Delta Dawn, what's that flower you have on?
Could it be a faded rose from days gone by?
And did I hear you say he was a-meetin' you here today
To take you to his mansion in the sky-eye?

She's forty-one and her daddy still calls 'er "baby"
All the folks 'round Brownsville say she's crazy
'cause she walks downtown with her suitcase in her hand
Lookin' for a mysterious dark-haired man

In her younger days they called her Delta Dawn
Prettiest woman you ever laid eyes on...

RAAAWWAAAAHHHRRRRR!!! (approximation of T Rex roar...)

Thursday, April 20, 2006

Okay. I Give Up.

Went to the OP last night, formerly the favorite watering hole of cool folks like me in B-town. Only problem? It's gotten popular! How did that happen? I used to love the OP for the lack of crowds... all of a sudden, college students have infiltrated the bar! Now, hopefully they'll all leave for the summer, and maybe the place will get back to normal by the end of May. I hope so. Because... well, while it was nice to see so many girls at the bar, it wasn't so nice dealing with the moronic males following those girls into the OP. AND... huh, maybe it's me, but it seems like many of these freshly minted 21 year olds are incredibly shallow. Just the products of consumer driven, media and tech saturated childhoods, I suppose, the evil spawn of the equally shallow Baby Boom generation.

BUT that's not what I wanted to go into here.

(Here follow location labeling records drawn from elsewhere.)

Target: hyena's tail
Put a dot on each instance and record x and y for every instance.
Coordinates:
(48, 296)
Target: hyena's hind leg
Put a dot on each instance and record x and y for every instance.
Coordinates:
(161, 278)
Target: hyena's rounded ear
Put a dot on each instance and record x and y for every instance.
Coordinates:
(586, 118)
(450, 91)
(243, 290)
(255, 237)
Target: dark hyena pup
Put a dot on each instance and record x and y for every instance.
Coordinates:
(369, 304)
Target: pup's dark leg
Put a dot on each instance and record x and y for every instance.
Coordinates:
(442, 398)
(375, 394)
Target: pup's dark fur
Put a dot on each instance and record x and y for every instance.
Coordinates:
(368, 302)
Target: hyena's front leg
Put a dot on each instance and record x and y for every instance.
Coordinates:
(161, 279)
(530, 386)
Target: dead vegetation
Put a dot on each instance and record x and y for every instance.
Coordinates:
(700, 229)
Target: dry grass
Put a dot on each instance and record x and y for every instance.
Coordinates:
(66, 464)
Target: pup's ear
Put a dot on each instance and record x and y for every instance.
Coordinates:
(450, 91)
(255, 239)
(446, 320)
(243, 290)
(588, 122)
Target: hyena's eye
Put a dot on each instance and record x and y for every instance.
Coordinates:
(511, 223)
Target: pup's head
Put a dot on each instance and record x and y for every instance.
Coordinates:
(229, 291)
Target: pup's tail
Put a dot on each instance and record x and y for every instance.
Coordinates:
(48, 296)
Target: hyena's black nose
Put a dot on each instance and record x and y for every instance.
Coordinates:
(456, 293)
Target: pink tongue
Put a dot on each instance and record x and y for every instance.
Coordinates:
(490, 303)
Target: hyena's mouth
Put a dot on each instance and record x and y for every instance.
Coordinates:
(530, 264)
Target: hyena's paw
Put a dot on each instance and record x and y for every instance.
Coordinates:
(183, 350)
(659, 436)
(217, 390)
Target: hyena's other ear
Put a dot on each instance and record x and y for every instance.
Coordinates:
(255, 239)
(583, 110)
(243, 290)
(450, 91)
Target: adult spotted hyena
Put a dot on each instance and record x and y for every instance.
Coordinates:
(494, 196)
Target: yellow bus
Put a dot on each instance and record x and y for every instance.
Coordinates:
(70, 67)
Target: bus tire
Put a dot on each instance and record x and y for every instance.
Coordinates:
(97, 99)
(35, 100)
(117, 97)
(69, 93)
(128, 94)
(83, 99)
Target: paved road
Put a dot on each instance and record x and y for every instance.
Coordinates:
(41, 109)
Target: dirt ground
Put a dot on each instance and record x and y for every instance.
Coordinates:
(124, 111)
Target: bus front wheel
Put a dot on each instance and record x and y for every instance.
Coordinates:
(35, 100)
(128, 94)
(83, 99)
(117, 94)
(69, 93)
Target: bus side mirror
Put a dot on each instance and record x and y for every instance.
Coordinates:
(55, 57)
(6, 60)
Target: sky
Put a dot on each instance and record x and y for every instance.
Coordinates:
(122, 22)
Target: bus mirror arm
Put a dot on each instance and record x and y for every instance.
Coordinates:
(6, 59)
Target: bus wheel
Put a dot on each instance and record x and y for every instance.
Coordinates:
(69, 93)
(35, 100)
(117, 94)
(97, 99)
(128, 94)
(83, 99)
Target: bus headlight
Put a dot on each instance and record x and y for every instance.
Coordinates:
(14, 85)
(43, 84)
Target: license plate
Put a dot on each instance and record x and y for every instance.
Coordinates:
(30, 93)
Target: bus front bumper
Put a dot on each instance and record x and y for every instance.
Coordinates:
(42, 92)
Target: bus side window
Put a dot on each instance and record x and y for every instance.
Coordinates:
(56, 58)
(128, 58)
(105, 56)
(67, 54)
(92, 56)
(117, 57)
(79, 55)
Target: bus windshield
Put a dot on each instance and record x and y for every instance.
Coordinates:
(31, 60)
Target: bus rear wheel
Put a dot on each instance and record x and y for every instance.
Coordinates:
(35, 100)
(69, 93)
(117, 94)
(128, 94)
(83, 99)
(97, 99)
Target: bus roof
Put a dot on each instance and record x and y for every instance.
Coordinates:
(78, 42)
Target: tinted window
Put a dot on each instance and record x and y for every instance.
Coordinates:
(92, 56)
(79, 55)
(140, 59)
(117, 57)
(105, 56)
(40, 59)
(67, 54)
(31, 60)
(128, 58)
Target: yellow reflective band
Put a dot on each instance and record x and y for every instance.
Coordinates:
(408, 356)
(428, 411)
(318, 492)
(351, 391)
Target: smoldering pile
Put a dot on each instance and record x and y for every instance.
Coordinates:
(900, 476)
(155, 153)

Nope. It does lead me to my main subject. As I ogled the many young women in the bar last night, I realized I'm done. I give up. I'm not suddenly turning gay or something, or even practicing celibacy to make a point, but I am through playing the games it seems to take to "hook up" with a woman these days. Not that I was ever any good at THOSE games. I've always felt like I never got the memo. Never got the instruction book that seemed to make meeting and dating girls look so easy for the other guys. I've had some serious girlfriends, mind you, but they were usually agressive enough to make the first move, or suggestion.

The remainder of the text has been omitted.